Took me 'till I was installing the breakers in the box to realize that single pole GFCI and Edison circuits were incompatible. Duh. Sigh.

comments in ascending chronological order (reverse):

#Comment Re: made: 2012-01-09 09:28:12.665199+00 by: andylyke

Oops! But you can use the receptacle style GFCI, as long as you don't daisy chain them. This only means that you have to buy more GFCI units.

#Comment Re: made: 2012-01-09 15:16:25.803632+00 by: Dan Lyke

The Eaton/Cutler-Hammer literature suggests I can use the double-pole GFCI breakers, which also solves the problem of making sure that all circuits in the box are off when the breaker is thrown.
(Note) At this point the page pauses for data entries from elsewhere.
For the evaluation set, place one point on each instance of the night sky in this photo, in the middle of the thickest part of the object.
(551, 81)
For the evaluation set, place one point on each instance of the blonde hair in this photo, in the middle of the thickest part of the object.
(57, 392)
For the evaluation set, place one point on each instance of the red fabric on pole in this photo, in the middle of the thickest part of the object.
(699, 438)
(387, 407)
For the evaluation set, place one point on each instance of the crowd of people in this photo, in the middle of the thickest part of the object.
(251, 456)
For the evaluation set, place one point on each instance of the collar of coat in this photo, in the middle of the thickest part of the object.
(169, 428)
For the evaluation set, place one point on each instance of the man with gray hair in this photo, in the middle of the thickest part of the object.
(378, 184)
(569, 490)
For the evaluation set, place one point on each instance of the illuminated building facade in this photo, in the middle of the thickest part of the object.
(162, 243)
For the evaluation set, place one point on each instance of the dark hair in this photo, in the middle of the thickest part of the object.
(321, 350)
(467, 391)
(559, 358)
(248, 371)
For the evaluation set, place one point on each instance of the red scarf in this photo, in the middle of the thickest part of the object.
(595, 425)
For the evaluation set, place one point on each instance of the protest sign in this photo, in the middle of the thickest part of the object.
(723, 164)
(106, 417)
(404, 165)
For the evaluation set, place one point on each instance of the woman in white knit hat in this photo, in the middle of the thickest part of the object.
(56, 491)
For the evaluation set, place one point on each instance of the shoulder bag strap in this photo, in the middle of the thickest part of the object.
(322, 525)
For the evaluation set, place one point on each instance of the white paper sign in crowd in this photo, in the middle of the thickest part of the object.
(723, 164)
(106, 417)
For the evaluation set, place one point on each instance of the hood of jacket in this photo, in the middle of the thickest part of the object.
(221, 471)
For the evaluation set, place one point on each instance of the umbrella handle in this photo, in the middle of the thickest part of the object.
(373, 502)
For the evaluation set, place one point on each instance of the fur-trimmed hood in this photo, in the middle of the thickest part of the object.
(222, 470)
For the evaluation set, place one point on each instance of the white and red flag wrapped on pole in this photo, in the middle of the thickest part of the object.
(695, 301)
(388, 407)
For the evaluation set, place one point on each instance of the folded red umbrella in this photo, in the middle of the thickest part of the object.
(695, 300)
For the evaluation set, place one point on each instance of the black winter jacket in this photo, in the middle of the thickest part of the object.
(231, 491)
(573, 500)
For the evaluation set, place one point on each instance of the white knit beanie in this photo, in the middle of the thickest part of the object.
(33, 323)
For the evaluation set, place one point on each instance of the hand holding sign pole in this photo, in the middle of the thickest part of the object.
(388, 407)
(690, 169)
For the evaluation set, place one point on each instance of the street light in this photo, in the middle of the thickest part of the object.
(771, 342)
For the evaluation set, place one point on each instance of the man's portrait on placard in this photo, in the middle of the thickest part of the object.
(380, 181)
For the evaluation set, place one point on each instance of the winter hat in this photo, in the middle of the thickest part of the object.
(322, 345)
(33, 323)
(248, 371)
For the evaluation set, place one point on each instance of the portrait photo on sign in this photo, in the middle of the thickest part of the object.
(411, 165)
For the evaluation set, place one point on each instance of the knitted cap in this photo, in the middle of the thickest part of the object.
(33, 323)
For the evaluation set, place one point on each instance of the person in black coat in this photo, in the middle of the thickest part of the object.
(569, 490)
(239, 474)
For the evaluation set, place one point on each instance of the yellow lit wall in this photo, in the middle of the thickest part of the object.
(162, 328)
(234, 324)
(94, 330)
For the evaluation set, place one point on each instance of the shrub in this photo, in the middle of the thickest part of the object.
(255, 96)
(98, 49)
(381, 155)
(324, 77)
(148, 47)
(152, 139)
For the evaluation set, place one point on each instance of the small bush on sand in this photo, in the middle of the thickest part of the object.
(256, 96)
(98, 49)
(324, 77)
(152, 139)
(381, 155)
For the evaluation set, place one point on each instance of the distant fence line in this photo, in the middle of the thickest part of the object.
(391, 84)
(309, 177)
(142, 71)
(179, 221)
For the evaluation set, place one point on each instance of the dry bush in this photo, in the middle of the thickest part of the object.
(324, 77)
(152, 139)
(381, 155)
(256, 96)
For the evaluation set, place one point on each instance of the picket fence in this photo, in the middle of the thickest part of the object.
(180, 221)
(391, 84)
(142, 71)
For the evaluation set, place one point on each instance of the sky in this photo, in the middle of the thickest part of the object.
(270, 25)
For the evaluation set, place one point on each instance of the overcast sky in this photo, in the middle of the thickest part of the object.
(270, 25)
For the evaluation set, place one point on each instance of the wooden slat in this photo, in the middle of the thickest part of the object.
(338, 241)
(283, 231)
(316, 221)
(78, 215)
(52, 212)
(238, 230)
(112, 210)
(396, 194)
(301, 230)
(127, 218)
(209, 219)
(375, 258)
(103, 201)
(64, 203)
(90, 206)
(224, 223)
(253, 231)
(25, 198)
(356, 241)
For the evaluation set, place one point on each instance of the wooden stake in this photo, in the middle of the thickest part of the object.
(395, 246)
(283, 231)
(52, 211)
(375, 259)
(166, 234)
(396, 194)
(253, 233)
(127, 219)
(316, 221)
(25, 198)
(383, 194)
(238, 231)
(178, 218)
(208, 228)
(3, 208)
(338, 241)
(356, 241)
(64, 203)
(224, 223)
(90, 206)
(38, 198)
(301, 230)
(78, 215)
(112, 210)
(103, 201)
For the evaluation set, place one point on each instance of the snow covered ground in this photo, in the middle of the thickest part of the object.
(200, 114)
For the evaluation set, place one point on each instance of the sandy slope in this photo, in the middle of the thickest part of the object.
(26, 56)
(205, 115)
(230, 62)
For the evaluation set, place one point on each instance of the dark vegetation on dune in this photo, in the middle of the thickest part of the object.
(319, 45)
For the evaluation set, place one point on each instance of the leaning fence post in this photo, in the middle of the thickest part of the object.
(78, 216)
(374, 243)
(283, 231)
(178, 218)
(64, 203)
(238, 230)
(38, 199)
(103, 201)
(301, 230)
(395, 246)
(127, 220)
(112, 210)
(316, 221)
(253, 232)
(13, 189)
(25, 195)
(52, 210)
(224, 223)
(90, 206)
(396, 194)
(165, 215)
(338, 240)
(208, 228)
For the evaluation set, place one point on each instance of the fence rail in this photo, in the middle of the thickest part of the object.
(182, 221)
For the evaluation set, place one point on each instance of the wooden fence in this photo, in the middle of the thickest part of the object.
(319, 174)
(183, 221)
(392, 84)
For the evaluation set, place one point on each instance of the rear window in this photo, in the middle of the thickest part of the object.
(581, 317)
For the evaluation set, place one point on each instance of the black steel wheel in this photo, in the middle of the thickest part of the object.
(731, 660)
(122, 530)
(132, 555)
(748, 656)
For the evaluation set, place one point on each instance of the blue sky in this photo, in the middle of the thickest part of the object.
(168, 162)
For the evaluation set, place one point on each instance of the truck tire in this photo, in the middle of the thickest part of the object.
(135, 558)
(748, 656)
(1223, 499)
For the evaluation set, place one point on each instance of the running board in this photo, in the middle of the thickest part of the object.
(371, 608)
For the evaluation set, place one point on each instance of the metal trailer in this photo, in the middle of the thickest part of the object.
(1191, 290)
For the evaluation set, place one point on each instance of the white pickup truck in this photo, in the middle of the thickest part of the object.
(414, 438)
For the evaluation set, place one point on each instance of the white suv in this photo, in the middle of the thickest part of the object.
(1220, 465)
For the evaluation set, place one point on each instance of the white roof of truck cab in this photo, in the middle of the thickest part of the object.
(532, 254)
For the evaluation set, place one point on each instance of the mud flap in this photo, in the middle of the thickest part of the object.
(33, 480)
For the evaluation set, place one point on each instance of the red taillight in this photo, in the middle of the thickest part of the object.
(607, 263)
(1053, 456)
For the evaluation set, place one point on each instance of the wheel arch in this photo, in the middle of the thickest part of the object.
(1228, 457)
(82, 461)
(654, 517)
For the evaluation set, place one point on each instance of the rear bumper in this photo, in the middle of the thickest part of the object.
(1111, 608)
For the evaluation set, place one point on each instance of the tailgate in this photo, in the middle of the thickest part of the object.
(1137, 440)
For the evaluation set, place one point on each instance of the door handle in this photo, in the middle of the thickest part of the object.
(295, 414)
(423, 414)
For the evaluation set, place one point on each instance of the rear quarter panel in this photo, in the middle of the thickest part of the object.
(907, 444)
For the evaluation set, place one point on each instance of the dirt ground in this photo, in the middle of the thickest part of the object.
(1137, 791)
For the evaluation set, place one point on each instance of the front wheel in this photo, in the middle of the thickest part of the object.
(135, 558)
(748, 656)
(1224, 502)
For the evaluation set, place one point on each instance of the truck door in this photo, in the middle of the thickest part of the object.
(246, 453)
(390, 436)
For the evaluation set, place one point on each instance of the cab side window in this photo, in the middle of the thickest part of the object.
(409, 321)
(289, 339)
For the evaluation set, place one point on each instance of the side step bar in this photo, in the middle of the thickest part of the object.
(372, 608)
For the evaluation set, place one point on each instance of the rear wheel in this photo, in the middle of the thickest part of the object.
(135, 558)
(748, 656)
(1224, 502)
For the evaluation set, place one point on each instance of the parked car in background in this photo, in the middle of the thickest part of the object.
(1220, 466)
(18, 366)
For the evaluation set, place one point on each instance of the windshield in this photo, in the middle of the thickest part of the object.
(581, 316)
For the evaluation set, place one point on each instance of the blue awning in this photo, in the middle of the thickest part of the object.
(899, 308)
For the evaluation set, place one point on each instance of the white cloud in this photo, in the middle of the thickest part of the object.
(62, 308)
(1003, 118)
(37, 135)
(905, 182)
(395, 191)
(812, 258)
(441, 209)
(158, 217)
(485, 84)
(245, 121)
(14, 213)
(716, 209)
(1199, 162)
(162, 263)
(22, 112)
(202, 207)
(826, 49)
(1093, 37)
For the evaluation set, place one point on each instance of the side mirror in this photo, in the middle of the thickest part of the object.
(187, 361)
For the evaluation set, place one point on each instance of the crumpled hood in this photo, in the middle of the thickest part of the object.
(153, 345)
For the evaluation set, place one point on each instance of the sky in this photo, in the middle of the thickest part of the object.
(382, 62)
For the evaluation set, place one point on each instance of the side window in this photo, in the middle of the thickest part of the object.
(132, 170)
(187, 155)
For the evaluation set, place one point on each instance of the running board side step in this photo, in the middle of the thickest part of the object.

It also kills the other circuit in the box, but: oh well.

#Comment Re: made: 2012-01-09 18:32:05.160198+00 by: TheSHAD0W

I'd strongly recommend using GFCI outlets rather than breakers; they're much less expensive.

#Comment Re: made: 2012-01-09 18:43:49.079625+00 by: andylyke [edit history]

I agree with TheSHADOW in a way - although the receptacle GFCIs may, in the aggregate, be more expensive (you can't daisy chain them in shared neutral circuits, so a run of 5 outlet straps would have 5 GFCIs as opposed to one panel mounted GFCI for the chain), If you have a failure, the individual receptacle GFCI is far less expensive to replace, and you do know conclusively whether it's a device failure or a ground fault.

#Comment Re: made: 2012-01-09 19:55:17.088284+00 by: Mars Saxman

What is an "edison circuit"? Never heard that term before.

#Comment Re: made: 2012-01-09 20:34:04.030893+00 by: Mars Saxman

oh, i see, split neutral.

#Comment Re: made: 2012-01-09 20:34:15.321839+00 by: andylyke

@Mars: I take it to be a shared neutral configuration on a 120/240 3 wire circuit where some receptacles are connected to the A leg, and others to the B leg, but all share the neutral, so the neutral current will be the difference between the loads on the respective A and B legs. I hadn't heard the term before, and particularly since Edison was the DC proponent, and Westinghouse the AC proponent, it seems puzzling.

#Comment Re: made: 2012-01-09 20:38:53.736879+00 by: andylyke

Okay - Edison used the shared neutral on DC circuits.

#Comment Re: made: 2012-01-10 02:29:23.514704+00 by: meuon

As long as A and B are similar loads, sharing a neutral works. Normal residential usage is OK. If I were going to be running inductive motors with varying loads, I'd run hot and neutral as far home (to the panel) as I could. I've got two GFCI breakers in my box, one feeding the hot tub (two phases, 30amp) and one feeding the kitchen (two phases, 20amp) and a GFCI outlet in the bathroom... which I think is currently unpowered.

#Comment Re: made: 2012-01-10 14:01:38.981437+00 by: TheSHAD0W

So long as the shared neutral conductor is the same size as the hot lines, having differing loads on the two hot sides doesn't matter.

#Comment Re: made: 2012-01-10 17:27:06.757176+00 by: Larry Burton

Functionally, sharing a neutral works but it can really cause some problems with lockout procedures.